Elements here is the variable where the list of values that are Not in K is stored and displayed. Else I don't think you can remove a list from 2d-array by another List unless you do it individually.

Answer 5

If your aim is only to remove k list elements from the names list, an alternative solution is to use set: the difference between two sets corresponds to removing the intersecting elements.

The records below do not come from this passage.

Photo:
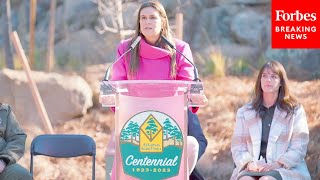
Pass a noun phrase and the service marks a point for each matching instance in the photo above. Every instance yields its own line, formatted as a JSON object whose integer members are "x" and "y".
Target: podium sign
{"x": 151, "y": 126}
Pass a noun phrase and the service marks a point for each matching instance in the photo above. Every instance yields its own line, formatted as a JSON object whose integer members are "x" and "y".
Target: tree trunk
{"x": 33, "y": 13}
{"x": 50, "y": 55}
{"x": 7, "y": 28}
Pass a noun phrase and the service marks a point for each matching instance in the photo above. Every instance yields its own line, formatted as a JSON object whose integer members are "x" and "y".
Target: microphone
{"x": 133, "y": 45}
{"x": 195, "y": 70}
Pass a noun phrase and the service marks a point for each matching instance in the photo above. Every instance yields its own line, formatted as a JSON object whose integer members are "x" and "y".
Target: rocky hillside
{"x": 225, "y": 96}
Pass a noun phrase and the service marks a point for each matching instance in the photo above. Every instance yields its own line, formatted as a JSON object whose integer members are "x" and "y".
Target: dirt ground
{"x": 225, "y": 96}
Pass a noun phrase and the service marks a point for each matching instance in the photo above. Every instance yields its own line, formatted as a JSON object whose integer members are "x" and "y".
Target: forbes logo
{"x": 281, "y": 15}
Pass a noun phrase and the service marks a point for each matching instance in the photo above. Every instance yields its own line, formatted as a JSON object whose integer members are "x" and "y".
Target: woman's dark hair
{"x": 165, "y": 31}
{"x": 285, "y": 101}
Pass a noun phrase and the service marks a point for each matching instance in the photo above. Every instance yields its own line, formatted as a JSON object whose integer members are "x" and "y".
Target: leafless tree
{"x": 50, "y": 55}
{"x": 113, "y": 9}
{"x": 33, "y": 13}
{"x": 7, "y": 28}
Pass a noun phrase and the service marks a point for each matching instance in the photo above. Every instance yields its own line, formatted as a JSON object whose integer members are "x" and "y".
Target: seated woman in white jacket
{"x": 271, "y": 134}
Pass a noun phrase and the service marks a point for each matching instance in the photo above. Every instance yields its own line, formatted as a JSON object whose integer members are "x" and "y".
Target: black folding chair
{"x": 63, "y": 146}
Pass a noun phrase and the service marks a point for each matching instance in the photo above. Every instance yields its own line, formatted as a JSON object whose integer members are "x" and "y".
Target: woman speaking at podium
{"x": 150, "y": 56}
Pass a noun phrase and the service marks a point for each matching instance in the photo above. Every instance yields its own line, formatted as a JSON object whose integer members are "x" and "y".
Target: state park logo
{"x": 151, "y": 145}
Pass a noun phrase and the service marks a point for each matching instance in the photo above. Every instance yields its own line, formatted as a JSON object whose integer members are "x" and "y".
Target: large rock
{"x": 85, "y": 47}
{"x": 64, "y": 97}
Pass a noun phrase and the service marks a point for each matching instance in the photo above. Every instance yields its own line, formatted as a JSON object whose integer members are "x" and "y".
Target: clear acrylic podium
{"x": 151, "y": 126}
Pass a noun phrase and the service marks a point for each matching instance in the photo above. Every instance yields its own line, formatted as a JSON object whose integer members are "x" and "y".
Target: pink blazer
{"x": 154, "y": 63}
{"x": 287, "y": 143}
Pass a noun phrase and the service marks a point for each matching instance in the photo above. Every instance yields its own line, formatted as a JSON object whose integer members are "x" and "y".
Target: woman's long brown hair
{"x": 285, "y": 101}
{"x": 166, "y": 31}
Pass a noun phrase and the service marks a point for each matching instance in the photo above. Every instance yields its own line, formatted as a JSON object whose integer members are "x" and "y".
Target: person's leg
{"x": 193, "y": 150}
{"x": 15, "y": 172}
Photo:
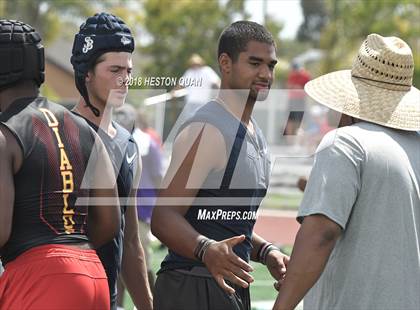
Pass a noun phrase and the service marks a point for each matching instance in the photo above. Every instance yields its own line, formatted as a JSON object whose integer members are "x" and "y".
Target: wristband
{"x": 201, "y": 247}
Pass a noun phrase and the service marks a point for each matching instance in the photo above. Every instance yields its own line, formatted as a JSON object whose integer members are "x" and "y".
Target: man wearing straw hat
{"x": 358, "y": 246}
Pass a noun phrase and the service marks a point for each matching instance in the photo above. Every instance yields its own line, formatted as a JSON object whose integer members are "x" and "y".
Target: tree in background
{"x": 177, "y": 29}
{"x": 350, "y": 21}
{"x": 315, "y": 18}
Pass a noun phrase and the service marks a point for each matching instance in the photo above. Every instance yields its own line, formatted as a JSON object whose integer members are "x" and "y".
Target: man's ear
{"x": 225, "y": 63}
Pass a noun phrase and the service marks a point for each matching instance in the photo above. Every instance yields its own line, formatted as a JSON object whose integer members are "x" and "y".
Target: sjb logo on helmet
{"x": 125, "y": 41}
{"x": 88, "y": 45}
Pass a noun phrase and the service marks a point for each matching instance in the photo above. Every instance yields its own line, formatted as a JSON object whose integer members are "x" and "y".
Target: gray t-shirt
{"x": 366, "y": 179}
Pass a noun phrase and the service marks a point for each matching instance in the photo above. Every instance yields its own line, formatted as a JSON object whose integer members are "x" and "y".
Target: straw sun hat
{"x": 377, "y": 89}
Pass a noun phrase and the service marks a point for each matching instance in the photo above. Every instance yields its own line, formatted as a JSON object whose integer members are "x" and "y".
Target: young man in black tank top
{"x": 44, "y": 241}
{"x": 101, "y": 58}
{"x": 219, "y": 148}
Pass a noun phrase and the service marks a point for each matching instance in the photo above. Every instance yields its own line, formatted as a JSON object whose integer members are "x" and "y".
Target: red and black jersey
{"x": 56, "y": 147}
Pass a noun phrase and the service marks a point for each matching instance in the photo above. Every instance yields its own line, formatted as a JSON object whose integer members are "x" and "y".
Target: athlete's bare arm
{"x": 197, "y": 150}
{"x": 10, "y": 162}
{"x": 314, "y": 243}
{"x": 104, "y": 213}
{"x": 134, "y": 270}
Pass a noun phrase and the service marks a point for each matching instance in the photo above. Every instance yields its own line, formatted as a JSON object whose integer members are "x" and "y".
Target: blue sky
{"x": 287, "y": 11}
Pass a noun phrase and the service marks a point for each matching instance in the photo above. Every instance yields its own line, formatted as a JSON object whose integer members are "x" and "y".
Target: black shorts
{"x": 196, "y": 290}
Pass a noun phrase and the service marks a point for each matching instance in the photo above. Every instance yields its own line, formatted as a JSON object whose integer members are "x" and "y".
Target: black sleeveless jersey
{"x": 48, "y": 183}
{"x": 123, "y": 153}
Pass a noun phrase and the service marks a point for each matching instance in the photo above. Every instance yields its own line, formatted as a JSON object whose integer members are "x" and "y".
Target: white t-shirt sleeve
{"x": 335, "y": 179}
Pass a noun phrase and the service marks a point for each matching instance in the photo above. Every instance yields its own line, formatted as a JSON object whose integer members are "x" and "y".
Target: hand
{"x": 277, "y": 264}
{"x": 223, "y": 263}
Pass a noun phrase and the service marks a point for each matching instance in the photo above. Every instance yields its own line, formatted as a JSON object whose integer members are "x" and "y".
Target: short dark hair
{"x": 235, "y": 38}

result = set(k) - set(names)
print(result)

>>> Sam

NB A property of set structure is that it has no duplicates. For example:

mylist = ["ada","luke","ada"]
print(set(mylist))
>>> ada luke

• Set operations are fast compared to other list loop methods (more about this here)
• Read the docs

Answer 6

I'd suggest you debug your code printing out each step, this helps a lot learning by yourself, for example:

k = ["Saikat","Ananya"]
names = ["Saikat","Ananya","Sam"]

for i in range (0,len(k)):
    print('names: ', names)
    print('i:', i)
    if k[i] in names:
        print('k[i]: ', k[i])
        print('names.pop(i): ', names.pop(i))
    print('-'*30)
print('names: ', names)
print('-'*50)

Which results in:

# names:  ['Saikat', 'Ananya', 'Sam']
# i: 0
# k[i]:  Saikat
# names.pop(i):  Saikat
# ------------------------------
# names:  ['Ananya', 'Sam']
# i: 1
# k[i]:  Ananya
# names.pop(i):  Sam
# ------------------------------
# names:  ['Ananya']
# --------------------------------------------------

As you can see, the list kinda "rotates/shifts" and you are shooting at the wrong element.

---

One fix is for example How to remove the first Item from a list?, so use names.pop(0) instead:

k = ["Saikat","Ananya"]
names = ["Saikat","Ananya","Sam"]

for i in range (0,len(k)):
    print('names: ', names)
    print('i:', i)
    if k[i] in names:
        print('k[i]: ', k[i])
        print('names.pop(0): ', names.pop(0))
    print('-'*30)
print('names: ', names)
print('-'*50)

Where the result is:

# names:  ['Saikat', 'Ananya', 'Sam']
# i: 0
# k[i]:  Saikat
# names.pop(0):  Saikat
# ------------------------------
# names:  ['Ananya', 'Sam']
# i: 1
# k[i]:  Ananya
# names.pop(0):  Ananya
# ------------------------------
# names:  ['Sam']
# --------------------------------------------------

---

Important Note

It works just because this is a very special case where k == names[:-1]. Good for learning. For a most general case you need to take a different approach, as many answered in this thread.